Javier Del Río Alba
Arzobispo de Arequipa
El 6 de julio en Perú, celebramos el Día del Maestro. Ser maestro es una vocación altísima, un llamado a dedicar la propia vida a colaborar con los padres de familia en la educación de sus hijos. Su vocación es, por tanto, antes que nada una vocación de colaboración.
La primera responsabilidad en el aprendizaje recae en papá y mamá. Ellos no solo tienen el deber de mantenerlos, también deben brindarles una adecuada formación en todas las dimensiones de su ser. Los profesores —en la escuela o en los centros de formación superior— colaboran con los padres de familia en esta importantísima responsabilidad.
El verbo educar deriva de los términos latinos e-ducere y e-ducare que, en su conjunto, hacen referencia a la acción de suministrar los medios que afloren lo mejor que la persona puede dar de sí misma y, en consecuencia, la conduzcan a su pleno desarrollo.
La educación no consiste solo en transmitir conocimientos sino en formar personas. Incluye la tarea de educar la voluntad y promover el uso responsable de la libertad, lo cual se logra fomentando el desarrollo de hábitos buenos, el deseo de hacer el bien y el espíritu de servicio orientado al bien común de la sociedad.
Así entendida, es un proceso que requiere de paciencia y para el cual no basta la velocidad digital en la que el mundo de hoy se habitúa a vivir. Educar implica que los padres y maestros, dediquen tiempo a las jóvenes generaciones.
Educar no significa imponer puntos de vista o comportamientos predeterminados; significa, más bien, hacer posible que el niño y el joven descubran la verdad, la bondad y la belleza de Dios, del prójimo, de sí mismos y de todo lo creado, de modo que se sientan atraídos por ellas, fundamentando su personalidad y su vocación concreta en este mundo. La mejor educación, entonces, es la hecha a través del diálogo, para lo cual hace falta comprender la cosmovisión, el lenguaje y la sensibilidad de las nuevas generaciones.
A través de una buena instrucción se consigue que brote lo mejor que el educando tiene dentro de sí y lo mejor que cada hombre tiene en su interior; en lo más íntimo de sí mismo, es la imagen y semejanza de Dios.

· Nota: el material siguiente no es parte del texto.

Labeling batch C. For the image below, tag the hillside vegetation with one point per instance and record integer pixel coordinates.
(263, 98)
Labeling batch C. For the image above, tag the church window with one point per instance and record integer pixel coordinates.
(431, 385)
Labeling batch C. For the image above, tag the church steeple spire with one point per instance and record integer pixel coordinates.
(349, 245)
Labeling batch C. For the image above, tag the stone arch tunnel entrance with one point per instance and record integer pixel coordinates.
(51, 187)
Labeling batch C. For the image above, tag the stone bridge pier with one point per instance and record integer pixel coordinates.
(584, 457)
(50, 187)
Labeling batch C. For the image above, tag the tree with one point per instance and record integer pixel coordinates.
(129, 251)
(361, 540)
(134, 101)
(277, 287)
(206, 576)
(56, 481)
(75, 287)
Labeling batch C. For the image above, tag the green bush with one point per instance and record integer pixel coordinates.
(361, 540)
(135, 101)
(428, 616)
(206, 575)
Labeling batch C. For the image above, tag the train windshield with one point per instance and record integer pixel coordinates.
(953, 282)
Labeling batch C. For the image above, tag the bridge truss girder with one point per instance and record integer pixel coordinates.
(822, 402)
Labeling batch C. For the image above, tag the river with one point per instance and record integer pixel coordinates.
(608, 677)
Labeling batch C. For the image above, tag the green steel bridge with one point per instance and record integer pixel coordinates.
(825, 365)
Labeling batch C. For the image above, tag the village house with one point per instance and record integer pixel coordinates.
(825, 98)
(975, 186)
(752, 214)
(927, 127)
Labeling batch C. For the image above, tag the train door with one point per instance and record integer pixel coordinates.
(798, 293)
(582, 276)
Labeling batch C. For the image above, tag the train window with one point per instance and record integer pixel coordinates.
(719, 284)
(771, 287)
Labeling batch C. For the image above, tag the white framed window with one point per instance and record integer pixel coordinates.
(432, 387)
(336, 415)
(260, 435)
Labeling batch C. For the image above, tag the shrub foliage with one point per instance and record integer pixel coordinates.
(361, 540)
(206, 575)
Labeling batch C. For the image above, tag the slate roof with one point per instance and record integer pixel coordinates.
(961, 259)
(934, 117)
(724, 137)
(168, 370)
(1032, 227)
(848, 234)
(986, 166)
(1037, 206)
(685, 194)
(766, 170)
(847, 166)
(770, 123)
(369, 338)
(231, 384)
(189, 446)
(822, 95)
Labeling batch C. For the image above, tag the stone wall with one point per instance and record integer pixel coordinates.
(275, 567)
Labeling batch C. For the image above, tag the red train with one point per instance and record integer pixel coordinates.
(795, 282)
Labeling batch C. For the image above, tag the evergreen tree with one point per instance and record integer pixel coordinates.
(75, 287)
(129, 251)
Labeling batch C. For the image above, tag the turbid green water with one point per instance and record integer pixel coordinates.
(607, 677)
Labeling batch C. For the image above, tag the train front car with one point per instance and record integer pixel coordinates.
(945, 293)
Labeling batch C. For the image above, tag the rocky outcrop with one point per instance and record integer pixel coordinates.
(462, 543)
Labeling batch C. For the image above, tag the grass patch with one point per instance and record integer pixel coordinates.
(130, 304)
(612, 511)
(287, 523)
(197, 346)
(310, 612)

En consecuencia, la tarea de los padres y maestros consiste en hacer que, poco a poco, en la medida en que los niños crecen, los adolescentes maduran y los jóvenes alcanzan la edad adulta, la imagen de Dios pueda verse cada vez con mayor nitidez en ellos a través de sus actitudes, su forma de pensar, su forma de comprender el mundo, comprenderse a sí mismos y a los demás, comprender la creación y comprender al mismo Dios.
Con esa finalidad, como hace poco nos lo recordó el Papa Francisco, las escuelas católicas pueden ser de vital ayuda para los padres en la formación de sus hijos, haciendo que estos lleguen a ser “adultos maduros que pueden ver el mundo a través de la mirada de Jesús y comprender la vida como una llamada a servir a Dios” (Amoris laetitia, 279).
Sin embargo, como no todos los niños y jóvenes pueden formarse en un centro educativo católico, es preciso que los profesores católicos, aun cuando enseñen en colegios privados o del Estado, tengan siempre como modelo a Jesús, el maestro por excelencia y se inspiren en su divina pedagogía que nos enseña el camino del bien y la verdad, nos tiene paciencia cuando nos alejamos de ese camino y nos perdona y anima a recomenzar cuando nos hemos equivocado para volver a él.